No issues, we can still fix things if they have gone wrong.
From a short look this change is totally bogus.
That's a bit shocking, after two people reviewed and tested it :)
The *_dbs_timer functions are called from a workqueue on each CPU.
Right.
Moving the time_stamp and the timer_mutex to a shared structure now causes a thundering herd issue on multicore systems.
You faced an issue or you just think that something is wrong ?
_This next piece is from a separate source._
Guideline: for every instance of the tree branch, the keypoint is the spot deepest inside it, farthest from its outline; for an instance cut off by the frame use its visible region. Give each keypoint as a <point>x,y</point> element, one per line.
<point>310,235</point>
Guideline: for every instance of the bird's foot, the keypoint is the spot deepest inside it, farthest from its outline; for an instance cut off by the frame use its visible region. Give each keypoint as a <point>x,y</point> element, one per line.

The timer_mutex is one of the top contended locks already on a quad core system. That really doesn't look right, as the timer is quite low frequency. It's causing excessive wake ups, as all 4 CPUs wake up to handle the WQ, 3 of them directly go back to sleep waiting for the mutex to be released, then same thing happens for CPUs-1 until we rippled down to a single CPU.
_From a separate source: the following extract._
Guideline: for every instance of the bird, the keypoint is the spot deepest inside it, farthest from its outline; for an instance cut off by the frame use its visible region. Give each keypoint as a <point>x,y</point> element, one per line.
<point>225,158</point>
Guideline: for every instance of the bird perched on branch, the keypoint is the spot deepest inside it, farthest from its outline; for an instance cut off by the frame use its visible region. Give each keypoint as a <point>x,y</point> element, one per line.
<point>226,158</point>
All workqueues wake up at the same time with all but one of the worker bouncing on the contended mutex.
This is exactly what used to be done earlier, but it was designed badly. For example, for ondemand governor, each CPU had a struct od_cpu_dbs_info_s and we only used the od_cpu_dbs_info_s for the 'policy->cpu'. So, even if all CPUs had this structure (i.e. the time_stamp and the lock), we only used structure for policy->cpu.
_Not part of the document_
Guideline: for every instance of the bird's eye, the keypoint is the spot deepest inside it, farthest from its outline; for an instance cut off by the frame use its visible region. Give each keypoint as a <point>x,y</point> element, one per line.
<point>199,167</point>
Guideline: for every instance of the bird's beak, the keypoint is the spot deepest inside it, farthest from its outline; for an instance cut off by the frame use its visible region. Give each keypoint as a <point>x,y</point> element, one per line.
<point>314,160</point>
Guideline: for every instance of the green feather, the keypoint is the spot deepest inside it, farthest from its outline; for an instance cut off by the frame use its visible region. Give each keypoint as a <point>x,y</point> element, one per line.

Ok, so this patch isn't actually at fault. My apologies. It was just the first thing down the git history that catched my eye when looking into why the timer mutex is this badly contended. I would say it's still worth fixing. Perhaps by not waking all the workqueues at the same time, but spreading the wake times out over a jiffy.
Also sharing the time_stamp causes all but the first worker to acquire the mutex to not properly update their sampling information, I guess.
Yeah, that's what we want per-policy.
That I still don't really understand. If we only sample a single CPU, why do we also wake all the others? Also if we serialize on the timer_mutex and only the first CPU to acquire it updates the sampling information, is it ok that essentially a random CPU will do the work?
Again, I didn't really take the time to understand the code in depth, hoping that you could provide the answers to those questions more easily. :)
Thanks, Lucas